The unique visual style was easily the most striking aspect of Tak and the Power of Juju, and Tak 2 takes that ball and runs with it, building a world that looks even more surreal and that has fewer rough edges. The characters maintain their outlandish bobbleheaded proportions, though Tak's Moe Howard bowl-cut has grown into a less silly-looking shag, so he generally looks like less of a goof. The game makes up for somewhat blocky environments with rich, vivid textures that evoke a distinct watercolor look. As you go through the game, you'll travel through levels with some pretty standard themes--a jungle level, a forest level, a snow level, a desert level, and the like--but there are also some strikingly original-looking environments too. JB's iridescent home, which is one part cave, one part planetarium, has a memorable look to it, and the abstract dream world, which consists of a series of disconnected hunks of earth floating in a swirling rainbow-colored void, looks quite unlike anything else. When you're in the dream world, the game uses a strange swirling effect around the edges of the screen that is effective in conveying the dream world's unreal nature, but it also eats up a lot of real estate on your screen and can make it difficult to get around. The GameCube, PlayStation 2, and Xbox versions of the game are roughly identical, though we did notice that the frame rate in the Xbox version was slightly more consistent. The frame rate issues we experienced in the GameCube and PlayStation 2 versions were noticeable, but they weren't detrimental to the overall experience.
Avalanche and THQ definitely put their ties to Nickelodeon to good use when it came to hiring vocal talent for Tak and the Power of Juju, and pretty much the entire cast returns for Tak 2. It's subtle, but the voice actors sound more comfortable in their roles this time around, and it certainly helps that Tak 2 forgoes much of the embarrassingly forced "attitude" found in the original. The various dream monsters, wood sprites, and wildlife animals don't really speak, but they are blessed with some truly funny sound effects. The wood sprites specifically seem to have their own fully fleshed-out aboriginal language, which is complemented by the clicking and clacking of their magically conjured wooden bodies. The music is less notable--though it's still fitting for the feel of the game--and generally consists of mellow tribal beats.
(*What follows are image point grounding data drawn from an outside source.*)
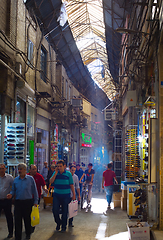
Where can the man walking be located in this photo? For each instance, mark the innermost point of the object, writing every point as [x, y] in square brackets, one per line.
[89, 174]
[63, 185]
[6, 181]
[79, 172]
[77, 188]
[44, 171]
[25, 192]
[107, 183]
[39, 180]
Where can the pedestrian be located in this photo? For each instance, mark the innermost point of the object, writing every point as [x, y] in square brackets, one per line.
[25, 192]
[107, 183]
[40, 183]
[44, 171]
[39, 180]
[89, 175]
[6, 181]
[50, 173]
[76, 187]
[63, 185]
[79, 172]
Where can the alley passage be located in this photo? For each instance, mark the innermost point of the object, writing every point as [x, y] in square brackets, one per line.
[87, 225]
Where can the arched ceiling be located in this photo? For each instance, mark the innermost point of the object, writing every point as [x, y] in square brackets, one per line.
[87, 44]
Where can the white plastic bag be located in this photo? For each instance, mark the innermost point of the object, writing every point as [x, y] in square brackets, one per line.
[73, 208]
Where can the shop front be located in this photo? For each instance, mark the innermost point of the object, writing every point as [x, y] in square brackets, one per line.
[42, 152]
[85, 148]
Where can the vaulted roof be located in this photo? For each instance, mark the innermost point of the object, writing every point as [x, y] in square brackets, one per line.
[87, 44]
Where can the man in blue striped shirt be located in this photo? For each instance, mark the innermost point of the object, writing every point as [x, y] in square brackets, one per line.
[63, 185]
[25, 192]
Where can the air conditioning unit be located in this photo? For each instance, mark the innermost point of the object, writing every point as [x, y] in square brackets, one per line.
[18, 68]
[77, 102]
[110, 115]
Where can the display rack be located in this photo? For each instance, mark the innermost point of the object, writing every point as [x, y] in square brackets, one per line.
[14, 143]
[54, 151]
[132, 159]
[117, 158]
[141, 200]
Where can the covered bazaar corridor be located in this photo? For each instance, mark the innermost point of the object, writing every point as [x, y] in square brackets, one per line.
[95, 224]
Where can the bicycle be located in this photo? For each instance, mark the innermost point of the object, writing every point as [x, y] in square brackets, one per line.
[84, 196]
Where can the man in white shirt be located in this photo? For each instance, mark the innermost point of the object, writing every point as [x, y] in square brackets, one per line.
[76, 186]
[6, 181]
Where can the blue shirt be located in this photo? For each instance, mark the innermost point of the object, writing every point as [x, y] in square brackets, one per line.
[89, 174]
[25, 188]
[62, 184]
[79, 173]
[5, 185]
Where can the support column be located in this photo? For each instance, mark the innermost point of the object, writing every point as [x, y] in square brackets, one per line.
[160, 63]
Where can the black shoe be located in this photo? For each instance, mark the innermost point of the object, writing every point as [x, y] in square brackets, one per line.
[71, 225]
[57, 227]
[32, 229]
[10, 235]
[28, 237]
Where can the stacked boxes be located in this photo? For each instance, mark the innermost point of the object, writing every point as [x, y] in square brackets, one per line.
[138, 231]
[124, 194]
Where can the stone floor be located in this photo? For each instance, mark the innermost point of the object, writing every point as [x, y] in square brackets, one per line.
[94, 224]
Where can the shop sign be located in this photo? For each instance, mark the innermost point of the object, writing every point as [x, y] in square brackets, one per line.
[56, 132]
[131, 98]
[86, 140]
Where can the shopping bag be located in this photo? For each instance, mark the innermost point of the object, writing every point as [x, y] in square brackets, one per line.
[35, 218]
[73, 208]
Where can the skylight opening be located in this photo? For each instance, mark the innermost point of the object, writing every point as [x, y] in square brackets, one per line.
[95, 67]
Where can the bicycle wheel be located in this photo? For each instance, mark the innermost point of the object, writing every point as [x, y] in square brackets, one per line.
[82, 200]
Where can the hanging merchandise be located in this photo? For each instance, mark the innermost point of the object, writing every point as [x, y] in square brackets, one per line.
[132, 163]
[54, 151]
[15, 141]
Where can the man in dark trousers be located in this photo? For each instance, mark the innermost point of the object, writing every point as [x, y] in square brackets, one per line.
[107, 183]
[39, 180]
[6, 181]
[89, 175]
[63, 185]
[25, 192]
[79, 172]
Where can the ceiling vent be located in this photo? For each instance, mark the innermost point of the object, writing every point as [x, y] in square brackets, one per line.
[77, 102]
[110, 114]
[18, 68]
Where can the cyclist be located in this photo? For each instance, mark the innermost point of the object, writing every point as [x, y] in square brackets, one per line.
[89, 175]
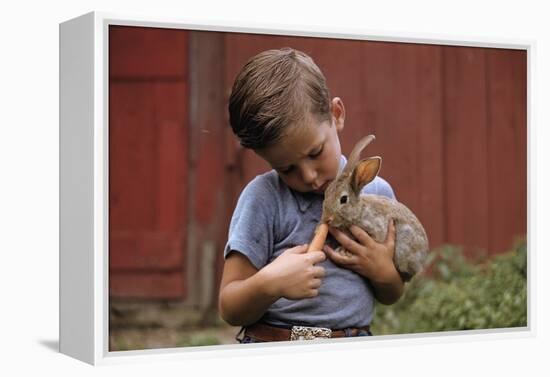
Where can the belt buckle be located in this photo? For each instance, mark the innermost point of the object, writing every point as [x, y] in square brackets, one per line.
[309, 333]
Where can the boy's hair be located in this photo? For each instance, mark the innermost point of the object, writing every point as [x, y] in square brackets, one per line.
[275, 90]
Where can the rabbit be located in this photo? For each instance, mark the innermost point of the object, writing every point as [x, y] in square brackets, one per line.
[343, 206]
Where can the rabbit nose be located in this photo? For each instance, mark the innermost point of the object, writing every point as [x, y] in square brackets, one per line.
[309, 176]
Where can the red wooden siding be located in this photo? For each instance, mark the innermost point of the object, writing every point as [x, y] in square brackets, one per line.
[147, 162]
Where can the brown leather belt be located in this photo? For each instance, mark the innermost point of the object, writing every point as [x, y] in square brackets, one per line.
[266, 333]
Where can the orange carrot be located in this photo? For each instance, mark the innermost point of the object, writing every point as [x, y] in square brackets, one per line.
[319, 239]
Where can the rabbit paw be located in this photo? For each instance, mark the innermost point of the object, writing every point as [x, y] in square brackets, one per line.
[342, 251]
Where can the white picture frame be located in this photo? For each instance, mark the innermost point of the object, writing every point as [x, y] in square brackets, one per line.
[84, 186]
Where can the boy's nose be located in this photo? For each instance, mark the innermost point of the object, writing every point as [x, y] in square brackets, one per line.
[309, 175]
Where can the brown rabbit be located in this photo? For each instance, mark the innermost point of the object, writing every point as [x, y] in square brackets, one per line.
[344, 206]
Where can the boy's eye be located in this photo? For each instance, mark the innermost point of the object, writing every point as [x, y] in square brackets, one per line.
[286, 171]
[317, 153]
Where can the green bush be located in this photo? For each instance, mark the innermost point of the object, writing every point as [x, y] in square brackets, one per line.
[458, 295]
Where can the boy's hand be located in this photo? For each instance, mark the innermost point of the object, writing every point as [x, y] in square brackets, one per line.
[367, 257]
[294, 274]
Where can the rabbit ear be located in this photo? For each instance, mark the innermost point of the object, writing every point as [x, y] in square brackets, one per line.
[365, 171]
[356, 152]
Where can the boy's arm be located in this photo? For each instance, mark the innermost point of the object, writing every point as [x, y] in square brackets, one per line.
[372, 260]
[246, 292]
[242, 287]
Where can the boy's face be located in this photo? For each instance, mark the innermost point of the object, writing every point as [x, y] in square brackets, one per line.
[308, 158]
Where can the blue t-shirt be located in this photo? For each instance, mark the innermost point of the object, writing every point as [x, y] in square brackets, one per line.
[270, 218]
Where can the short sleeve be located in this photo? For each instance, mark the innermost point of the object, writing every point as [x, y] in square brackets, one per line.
[251, 228]
[379, 186]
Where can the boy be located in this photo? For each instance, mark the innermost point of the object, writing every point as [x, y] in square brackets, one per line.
[280, 107]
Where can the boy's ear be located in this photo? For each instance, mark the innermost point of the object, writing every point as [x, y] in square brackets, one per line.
[365, 171]
[338, 112]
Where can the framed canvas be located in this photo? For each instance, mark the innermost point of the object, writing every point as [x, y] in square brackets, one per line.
[151, 172]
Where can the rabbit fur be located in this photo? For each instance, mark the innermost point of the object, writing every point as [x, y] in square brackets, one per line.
[344, 206]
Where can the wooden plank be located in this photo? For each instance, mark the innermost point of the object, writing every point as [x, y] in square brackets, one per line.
[147, 202]
[144, 53]
[465, 117]
[151, 250]
[132, 157]
[429, 182]
[507, 93]
[147, 285]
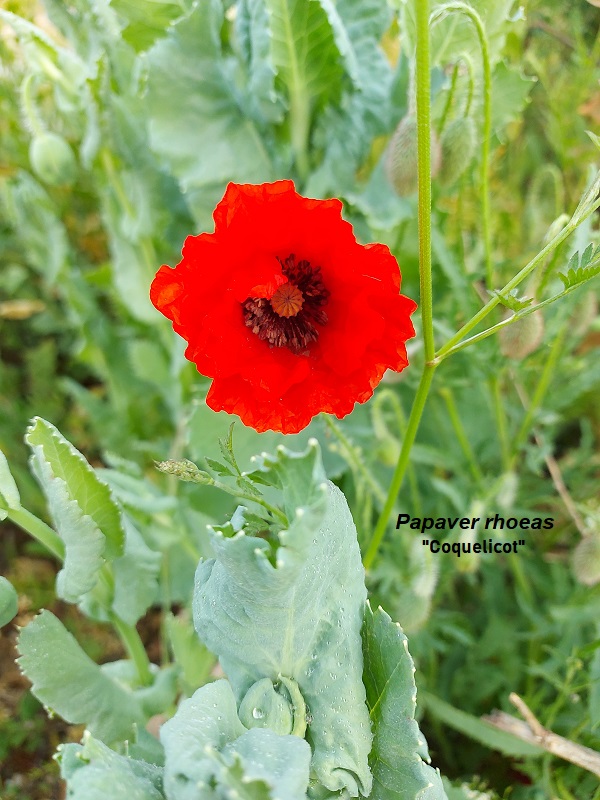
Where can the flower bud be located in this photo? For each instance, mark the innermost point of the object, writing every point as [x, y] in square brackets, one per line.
[458, 147]
[52, 159]
[522, 337]
[401, 160]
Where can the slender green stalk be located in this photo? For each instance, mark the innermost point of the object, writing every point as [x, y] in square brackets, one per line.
[540, 389]
[575, 221]
[449, 98]
[423, 92]
[473, 16]
[381, 431]
[500, 421]
[402, 465]
[38, 529]
[423, 96]
[134, 647]
[461, 435]
[232, 490]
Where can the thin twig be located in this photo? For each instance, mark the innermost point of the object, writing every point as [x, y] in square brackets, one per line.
[533, 731]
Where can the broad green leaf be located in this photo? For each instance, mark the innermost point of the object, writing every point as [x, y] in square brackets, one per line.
[399, 748]
[84, 513]
[146, 20]
[9, 493]
[32, 215]
[254, 40]
[303, 48]
[9, 601]
[206, 746]
[346, 132]
[510, 94]
[136, 575]
[299, 619]
[581, 267]
[91, 768]
[194, 660]
[69, 683]
[196, 122]
[68, 465]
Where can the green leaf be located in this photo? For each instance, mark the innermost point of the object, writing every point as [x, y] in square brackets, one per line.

The Staff of Dreams is definitely a more well-conceived game than The Power of Juju, and there are some genuinely fresh, inventive ideas at work here. The problem is, the whole experience is muddled by an inconsistent difficulty and slapdash level designs, and these good ideas don't quite coalesce into a good game. Kids often get the short shrift when it comes to smart, engaging entertainment. This is especially true of video games, which makes it pretty disheartening when a game with real potential like Tak 2 falls short.